Tarshito

Overview

Tarshito stands like a colossus on the global art landscape with  multi-faceted, cross-cultural  artistic dialogues that never cease to amaze. For over forty-five years, in his prolific, sometimes simultaneous careers as an architect, artist, sculptor, gallerist, teacher and performer, Tarshito has revealed to the world a dazzling creative universe.

What sets Tarshito apart is his willingness to undertake collaborative projects across the globe with indigenous artists to create works that astound with their scale and ingenuity. Like a magician, Tarshito mixes materials and motifs, metaphor and meaning, constantly seeking to achieve with his collaborators a true jugalbandi (literally ‘entwined twins’  from musical duets), a coming together not just in terms of a physical artwork but also, a true melding of souls.

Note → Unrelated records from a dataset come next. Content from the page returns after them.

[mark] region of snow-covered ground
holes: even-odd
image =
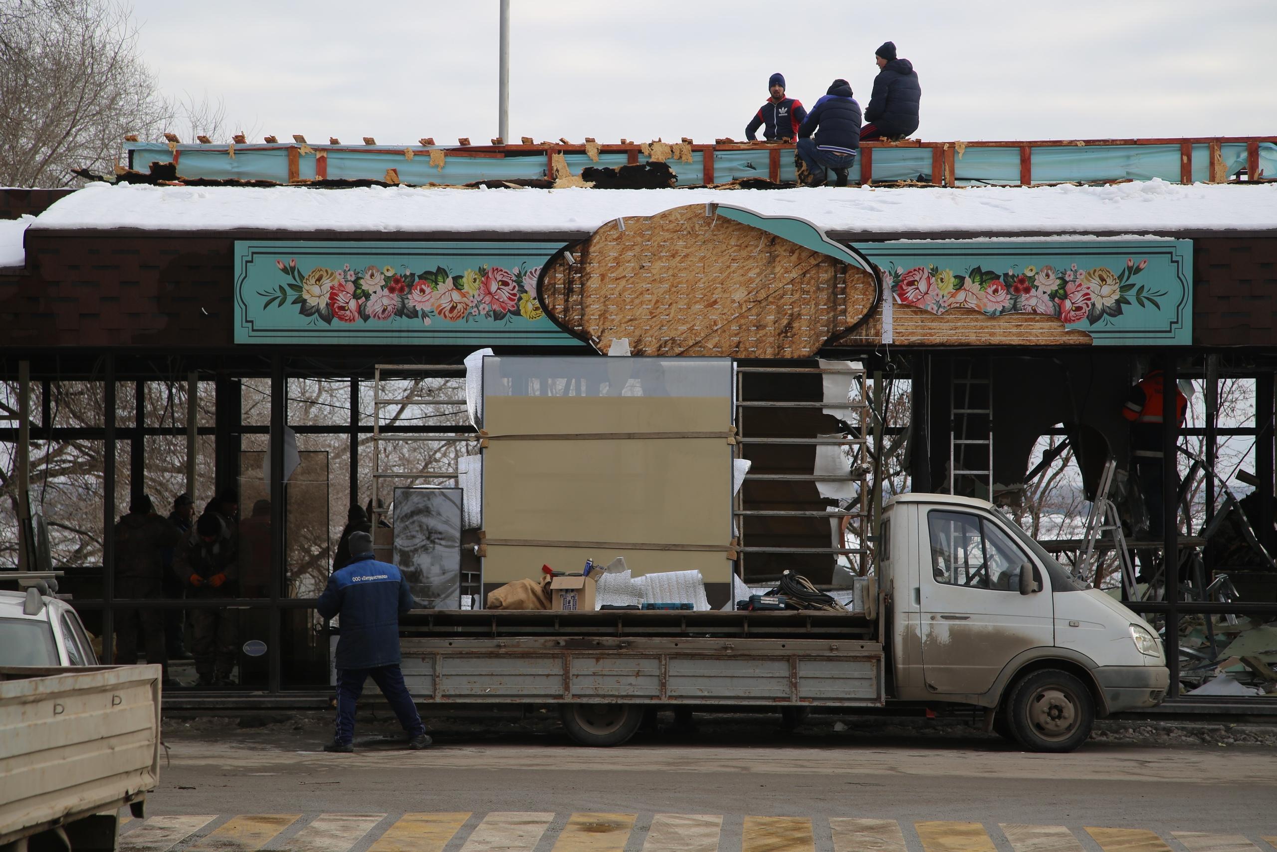
[[[32,227],[363,232],[590,232],[621,216],[722,203],[793,216],[829,231],[1077,234],[1277,230],[1277,184],[1163,180],[1110,186],[968,189],[306,189],[91,184]]]

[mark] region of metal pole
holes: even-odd
[[[1175,350],[1165,355],[1162,370],[1162,571],[1166,588],[1166,667],[1171,669],[1167,697],[1180,694],[1180,530],[1176,519],[1180,466],[1176,446],[1180,439],[1179,370]],[[1209,618],[1211,616],[1207,616]]]
[[[45,424],[49,425],[47,423]],[[45,452],[47,452],[47,446]],[[27,540],[26,519],[31,517],[27,492],[31,489],[31,361],[18,361],[18,570],[31,571],[27,549],[34,542]]]
[[[107,353],[102,386],[102,662],[115,662],[115,356]]]
[[[186,493],[195,499],[195,461],[199,459],[199,374],[186,373]],[[197,506],[199,503],[195,503]]]
[[[502,142],[510,142],[510,0],[501,0],[501,70],[497,97],[497,135]]]

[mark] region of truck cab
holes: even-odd
[[[879,571],[895,699],[983,706],[1024,747],[1070,751],[1096,717],[1166,694],[1153,627],[986,501],[893,497]]]

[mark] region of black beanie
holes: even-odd
[[[373,536],[364,531],[350,534],[350,558],[373,556]]]
[[[221,535],[222,534],[222,521],[212,512],[204,512],[195,521],[195,531],[200,535]]]

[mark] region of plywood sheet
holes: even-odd
[[[540,285],[547,312],[601,351],[624,337],[635,355],[734,358],[811,356],[872,309],[876,287],[866,270],[705,204],[608,222]]]

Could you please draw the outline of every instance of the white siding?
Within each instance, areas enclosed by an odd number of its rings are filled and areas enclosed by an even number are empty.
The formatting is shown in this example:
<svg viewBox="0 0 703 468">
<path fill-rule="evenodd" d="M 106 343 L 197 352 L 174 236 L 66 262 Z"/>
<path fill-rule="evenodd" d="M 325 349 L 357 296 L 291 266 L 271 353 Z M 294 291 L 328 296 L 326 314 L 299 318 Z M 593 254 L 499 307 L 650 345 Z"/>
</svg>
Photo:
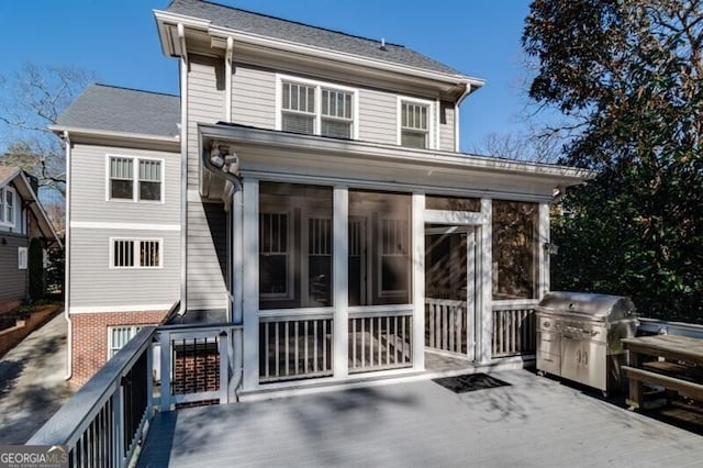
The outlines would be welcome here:
<svg viewBox="0 0 703 468">
<path fill-rule="evenodd" d="M 226 215 L 220 203 L 188 203 L 188 310 L 224 309 Z"/>
<path fill-rule="evenodd" d="M 443 113 L 444 115 L 442 115 Z M 442 102 L 442 107 L 439 109 L 439 149 L 445 152 L 454 151 L 455 125 L 454 105 L 448 102 Z"/>
<path fill-rule="evenodd" d="M 232 77 L 232 122 L 276 127 L 276 75 L 236 66 Z"/>
<path fill-rule="evenodd" d="M 222 60 L 191 56 L 188 73 L 188 188 L 190 189 L 199 187 L 198 123 L 215 123 L 224 120 L 224 82 L 217 81 L 221 67 L 224 67 Z"/>
<path fill-rule="evenodd" d="M 388 145 L 398 143 L 398 99 L 394 93 L 360 90 L 359 140 Z"/>
<path fill-rule="evenodd" d="M 161 159 L 164 203 L 105 200 L 108 155 Z M 180 223 L 178 153 L 75 144 L 71 151 L 71 222 Z M 81 255 L 75 253 L 75 255 Z"/>
<path fill-rule="evenodd" d="M 161 238 L 160 268 L 110 268 L 110 237 Z M 70 307 L 174 303 L 179 297 L 180 233 L 71 229 Z"/>
</svg>

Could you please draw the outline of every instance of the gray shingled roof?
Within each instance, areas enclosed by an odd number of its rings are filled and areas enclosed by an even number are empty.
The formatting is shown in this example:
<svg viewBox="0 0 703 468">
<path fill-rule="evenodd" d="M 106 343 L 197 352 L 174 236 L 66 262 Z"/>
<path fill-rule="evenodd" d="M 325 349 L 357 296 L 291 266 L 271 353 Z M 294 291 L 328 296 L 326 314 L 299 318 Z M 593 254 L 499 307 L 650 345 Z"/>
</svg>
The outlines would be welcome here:
<svg viewBox="0 0 703 468">
<path fill-rule="evenodd" d="M 58 118 L 56 126 L 177 136 L 180 98 L 91 85 Z"/>
<path fill-rule="evenodd" d="M 201 0 L 174 0 L 166 11 L 209 20 L 212 24 L 250 34 L 358 55 L 431 71 L 465 76 L 439 62 L 402 45 L 386 44 L 381 51 L 379 40 L 354 36 L 338 31 L 315 27 L 294 21 L 254 13 Z M 468 77 L 467 77 L 468 78 Z"/>
</svg>

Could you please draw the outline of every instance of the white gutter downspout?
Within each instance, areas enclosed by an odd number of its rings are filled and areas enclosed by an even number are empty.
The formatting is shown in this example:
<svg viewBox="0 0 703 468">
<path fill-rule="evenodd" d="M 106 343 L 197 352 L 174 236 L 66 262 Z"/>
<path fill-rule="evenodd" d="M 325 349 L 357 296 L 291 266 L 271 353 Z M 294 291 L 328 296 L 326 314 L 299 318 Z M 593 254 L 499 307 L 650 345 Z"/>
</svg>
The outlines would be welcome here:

For Tarshito, the world is indeed ‘One Family’, an idea reiterated both in the way he seeks brotherhood and sisterhood with his collaborators worldwide and his works such as the borderless map series and the Warrior of Love assemblages. Be it in India, Nepal, Thailand, Brazil, Morocco, Bangladesh, Peru, China or Italy, his collaborations are conscious, built as much on relationships as creativity. Tarshito’s map inspired artworks made collaboratively with indigenous artists explore the physical and cultural geography he encounters while travelling across the globe. He began redrawing the world as he saw it, sans boundaries to highlight the importance of connection beyond time and place. Tarshito’s imagery of a connected and borderless world is  perhaps fantastical but serves as a poignant reminder of how borders divide, especially in our strife-torn world.

 

Tarshito’s journey in life and his artistic oeuvre  resembles the spiral vortex, which radiates out  and draws in simultaneously, infinitely, and eternally. He draws from ancient traditions, revived by them at his core and in turn, revitalizing them through his artistic expressions. Tarshito is truly the seeker, attracting new adventures, and then with his collaborations worldwide, radiating a vision of beauty and humanity at its best.

Note

In a world torn by strife and borders, Tarshito stands like a colossus, whose vision matches his ambition to celebrate brotherhood through artistic collaboration. His practice is a testament to cross-cultural exchange, a celebration of common humanity, and a deep respect for India’s cultural heritage, shaping his art and life profoundly.

 

Born in Italy, in 1952, Tarshito pursued architecture before his transformative journey to India in 1979. Since then, his extensive migratory pilgrimages across India ignited a passionate journey, nurturing a valuable repository of diverse Indian folk traditions and deep spiritual understanding, fostering close relationships with craftsmen and infusing new energy into indigenous practices and rare crafts. Amidst fading echoes of cultures lost to time, his sojourns have helped frame a critical archive. 

 

This enigmatic figure forges a unique path, merging indigenous essence with contemporary expressions. His canvas is symbolic, a distinct vocabulary evolving through the medium of creativity — a gift, shared joyfully and generously, often in partnership with unacknowledged folk artists.

 

A Warrior of Love — he straddles continents in search of artistic inspiration and partnership, celebrating brotherhood. Hand-painting new geographies, he physically carries these borderless maps across continents to the remotest villages where he holistically collaborates with inheritors of a pre-modern past; his series of creating borderless maps and countries serves as an ode to a unified global community, transcending all boundaries.

 

In every way, each collaboration has turned out to be a celebration — a union of brotherhood, harmonising the diverse practices beyond binaries of folk and modern, contemporary  and conceptual. 

 

Over the last three decades, his behemoth engagement has carved a contemporary space for artisanal craft traditions within Indian modernity in an unparalleled scale — especially in the subcontinent, and in recent years, in Columbia, Uruguay, Argentina, Peru, Mexico and Myanmar.

Biography

Tarshito Nicola Strippoli was born in 1952, in Apulia, Italy. He is an architect, professor and artist, working between the East and the West on Spirituality, Creativity and Tradition. Tarshito graduated from the Faculty of Architecture in Florence with a thesis in street theater. Immediately afterwards he embarked on a journey to India where he met his teacher, Osho, who entrusted him with the name of Tarshito, meaning ‘thirst for inner knowledge’; hence, his use of meditation as a method of investigation and design. 

 

From terracotta to iron works, from tribal paintings to Warli and Sohrai traditions, to embroideries from Gujarat and Rajasthan, from the delicate miniatures of Bikaner to the flamboyant devotional paintings of Orissa: the thirst for experimentation in ever-new relations of “creative sharing” knew no limits, whilst at the same time his desire grew for painting on his own, another way of testing himself onto the canvas as a gestural event.